Salicylic acid, however, was not synthesized to any appreciable extent from chorismic acid by extracts prepared from any of the mutants grown similarly: ∼1 ng by CFEs from knockouts of trpE2, entC and entD as single mutants and 0.25 ng by entDtrpE2 as a double
mutant (Fig. 1). These very low conversions suggest that a combination of the gene products from trpE2, entC and entD or, probably and more likely, that all three genes play a role in the synthesis of salicylic acid from chorismic acid. To evaluate which genes are involved in the conversion of chorismic acid to isochorismic acid and then in the conversion of isochorismic acid to salicylic acid, the above experiment was modified such that isochorismic Epacadostat chemical structure acid was extracted before estimating salicylic acid and hence could confirm the involvement of trpE2, entC and entD in the stepwise conversion. Accordingly, the CFEs of each of the three single mutants were prepared. Each contained approximately 10 mg protein mL−1 and were incubated individually with chorismic acid as a substrate at 37 °C in a total volume of 2.3 mL (Marshall & Ratledge, 1971).

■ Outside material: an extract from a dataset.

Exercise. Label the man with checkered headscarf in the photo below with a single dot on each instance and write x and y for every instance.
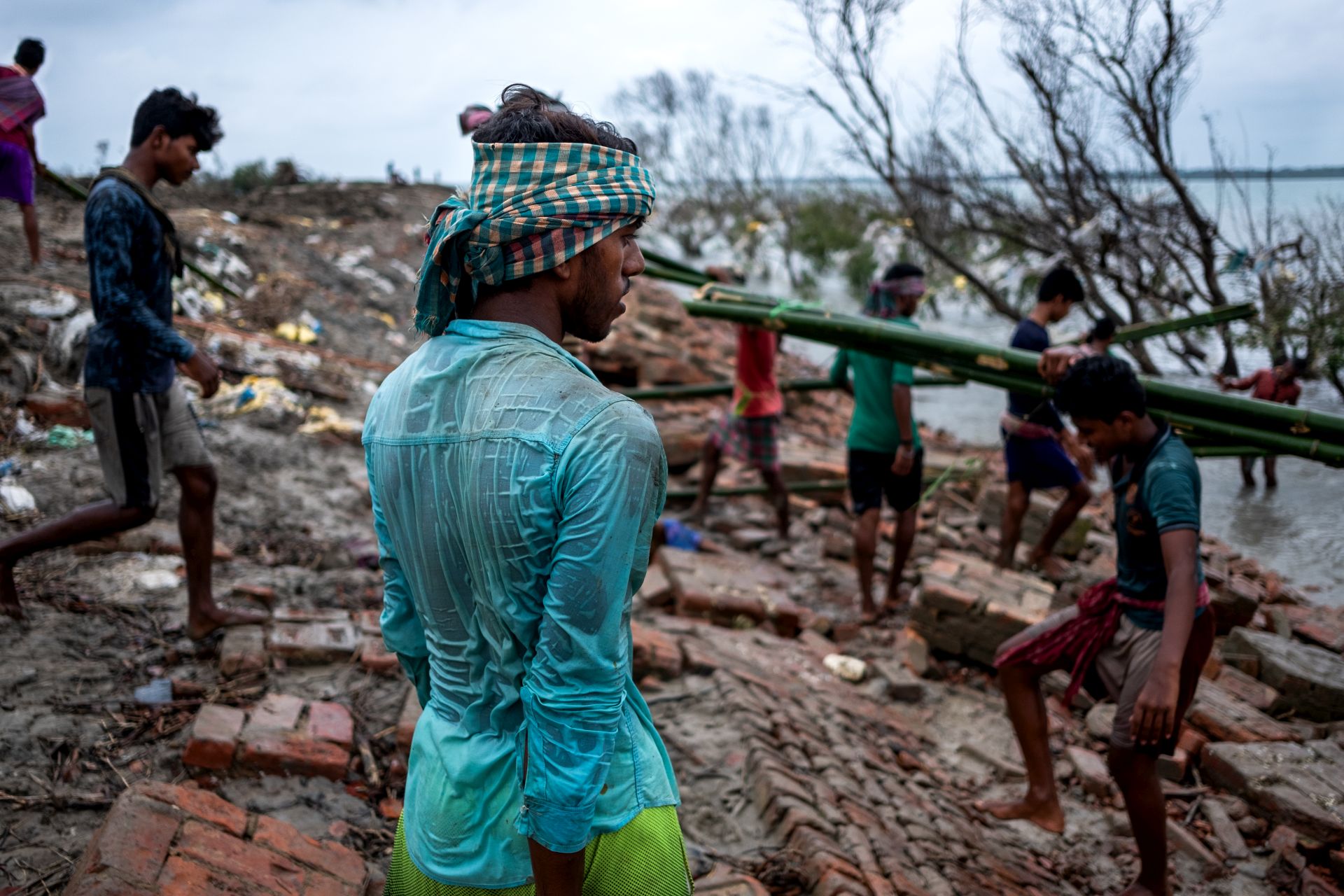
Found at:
(514, 501)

After 1 h, the reaction was stopped with HCl and each mixture was extracted with ethyl acetate (see Materials and methods) to remove any isochorismic acid that had been formed. Each of these solvent extracts,
now in an aqueous buffer, was then divided into three equal aliquots selleck and each of these was placed in separate test tubes. For each batch of three solvent extracts, one was incubated without addition of CFE (control), and the other two were incubated with a CFE other than the one that had been used originally (Table 1). In other words, this was a cross-over biochemical reaction. The synthesis of salicylic acid occurred when CFEs from mutants of either entC or entD were used in the first reaction with chorismic acid as a substrate and followed by using the CFE of mutant trpE2 in the second reaction. The synthesis of salicylic acid was completely absent when a CFE of mutant trpE2 was used in the first reaction, irrespective
Molecular motor of which CFE was used in the second reaction (Table 1). As salicylic acid is principally converted to mycobactin, with only about 5–10% being converted into carboxymycobactin (Ratledge & Ewing, 1996), we then studied the production of mycobactin in the knockout mutants. The wild type and the mutants of M. smegmatis were grown for 7 days in minimal medium under iron-deficient conditions (which are needed to maximize mycobactin formation) with and without salicylic acid added at 5 μg mL−1. The production of mycobactin by the mutants was drastically decreased in minimal medium compared with the wild-type strain (Fig. 2). However, when salicylic acid was included in the medium, the mutant cells had considerably more mycobactin than before, although the amounts were well below those in the wild-type strain (Table 2).